My first job when I got my hands on these rods was to look for compromises and corner cutting. To produce rods at such a low price point must mean cost savings somewhere.
After carefully looking over the minimalistic ceramic-lined stainless steel guides, screw down cork reel seat with cork handle and EVA lower, all appeared to be what I’d expect for a sub-£100 rod, let alone a sub £50 one. In fact, the shorter rods in both the Method Feeder and Pellet Waggler versions were indiscernible from many high-end rods just from a mere inspection and a waggle.
It’s only in the longer 11ft, 12ft and 13ft rods that the loss of recovery and slightly thicker blanks confirmed that I had a cheaper range laid before me.
It was at this point that the names troubled me a little, as pigeonholing these rods into either ‘Method Feeder’ or ‘Pellet Waggler’ categories is a shame, as the range would make ideal allround waggler and feeder rods for any kind of venue, not just commercials.
Another observation was the unusual finish. The butt section of each rod has a smooth matt finish, while the upper sections are raw carbon.
After a spot of investigation, I learned that the finish stiffens up the lower section, while weight is reduced higher up the blank by its exclusion. This two-part look is a little unusual, but if it delivers greater performance then I’m all for it.
Happy that the longer rods were more than acceptable for under £50, what I really wanted to know was just how good the short ones are, and the only way to do that was via a live test.
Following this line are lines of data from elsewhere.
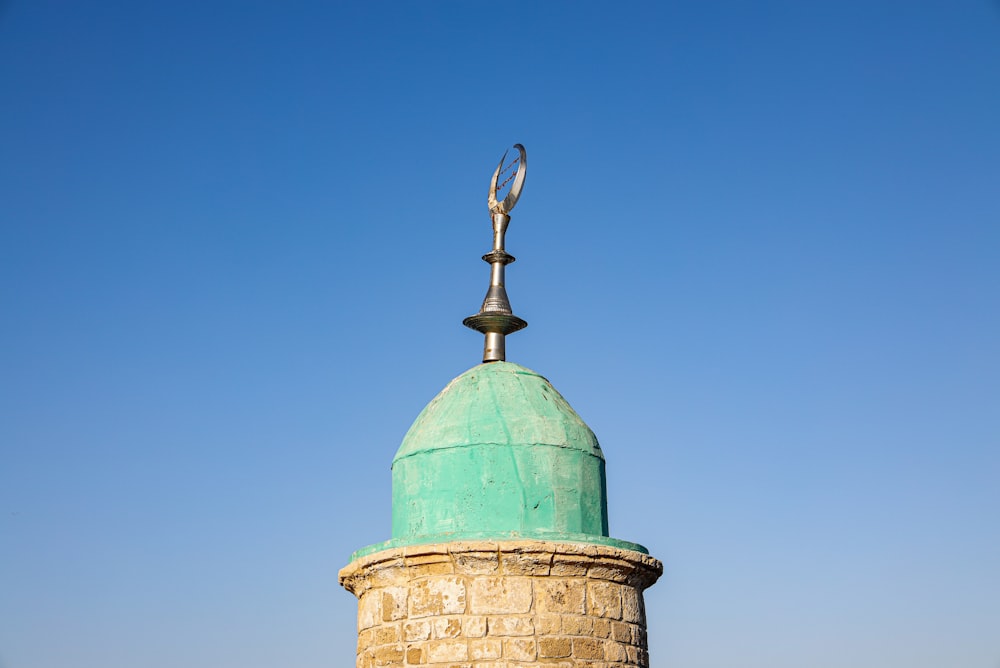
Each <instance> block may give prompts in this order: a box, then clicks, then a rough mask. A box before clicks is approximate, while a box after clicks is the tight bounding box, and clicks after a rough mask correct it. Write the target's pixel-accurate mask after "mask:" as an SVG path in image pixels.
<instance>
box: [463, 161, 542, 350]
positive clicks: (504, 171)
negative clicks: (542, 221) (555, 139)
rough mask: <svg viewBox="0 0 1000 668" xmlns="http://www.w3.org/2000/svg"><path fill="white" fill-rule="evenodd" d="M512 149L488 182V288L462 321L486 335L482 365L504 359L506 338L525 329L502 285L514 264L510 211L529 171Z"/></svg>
mask: <svg viewBox="0 0 1000 668" xmlns="http://www.w3.org/2000/svg"><path fill="white" fill-rule="evenodd" d="M514 150H515V151H516V152H517V155H516V156H515V157H513V158H512V159H511V161H510V162H509V163H507V164H506V165H505V164H504V163H505V162H506V161H507V156H508V155H509V154H510V150H507V151H506V152H504V154H503V157H502V158H500V163H499V164H498V165H497V168H496V171H494V172H493V178H492V179H491V180H490V194H489V197H488V198H487V205H488V206H489V211H490V217H491V218H492V219H493V250H492V251H490V252H489V253H487V254H486V255H484V256H483V261H484V262H487V263H489V265H490V287H489V289H488V290H487V291H486V299H484V300H483V305H482V307H481V308H480V309H479V313H477V314H476V315H472V316H469V317H468V318H466V319H465V320H463V321H462V324H463V325H465V326H466V327H469V328H471V329H474V330H476V331H477V332H482V333H483V334H485V335H486V341H485V344H484V346H483V361H484V362H502V361H504V360H506V359H507V351H506V342H505V337H506V336H507V335H508V334H513V333H514V332H516V331H518V330H519V329H524V328H525V327H527V326H528V323H527V322H525V321H524V320H522V319H521V318H518V317H517V316H516V315H514V312H513V310H511V307H510V300H509V299H508V298H507V288H506V286H505V285H504V268H505V267H506V266H507V265H508V264H510V263H511V262H513V261H514V256H513V255H510V254H509V253H507V251H506V249H505V248H504V235H505V234H506V233H507V226H508V225H509V224H510V211H511V209H513V208H514V206H515V205H516V204H517V200H518V199H519V198H520V197H521V190H522V189H523V188H524V176H525V174H526V173H527V171H528V155H527V153H525V151H524V147H523V146H521V145H520V144H514ZM501 179H502V180H501Z"/></svg>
Venue choice was Makins Phase 2, a fishery full of smaller lakes that are well suited to shorter rods, leading me to the choice of the smallest of the lot – the 9ft Mini Method Feeder.
As luck would have it, the weather had just switched from unseasonably mild to “bloody freezing” over the weekend, so even catching a fish would be a good start!
Snake, however, didn’t disappoint. An underarm lob with a new Daiwa small 20g Method feeder that I was also trialling, loaded with pellets and a yellow wafter, soon saw a healthy bend right through to the butt. While feeling light and forgiving in the hand and displaying a formidable bend, the rod still didn’t feel underpowered at any point, even with the first fish, which must have been nearing 8lb.
After a couple more, I worked my way further out, which this time required an overhead cast. Again, the rod felt glorious, the only issue being that I still hadn’t been able to fault it in any way. Even as the day progressed and I made bigger casts, I was blown away by the smooth action and fast recovery. Was this rod really only £50?
Bites could only be described as savage. Carefully set, the fine and sensitive carbon tip sat looking at me with only the occasional tiny pluck giving away the presence of any fish – then, without warning and usually while I wasn’t looking, the rod would just leap around and would sit waving at me in the rest. Despite spirted fights from both larger fish and a few scrappy little carp which have a habit of bouncing themselves off the hook, I didn’t lose or bump a single one, which is yet further testament to just how good this rod is. I’m now struggling to decide just why you would want to pay more for such a short rod when you get this kind of performance for £50?
As for my final thoughts on the range? Well, if you only have £50 to spend on a rod, then you’re hardly likely to find anything better when it comes to the longer rods. As for the 9ft Mini Method Feeder, though, I’m not fussed if your budget is £50 or £500, this rod is worth a look!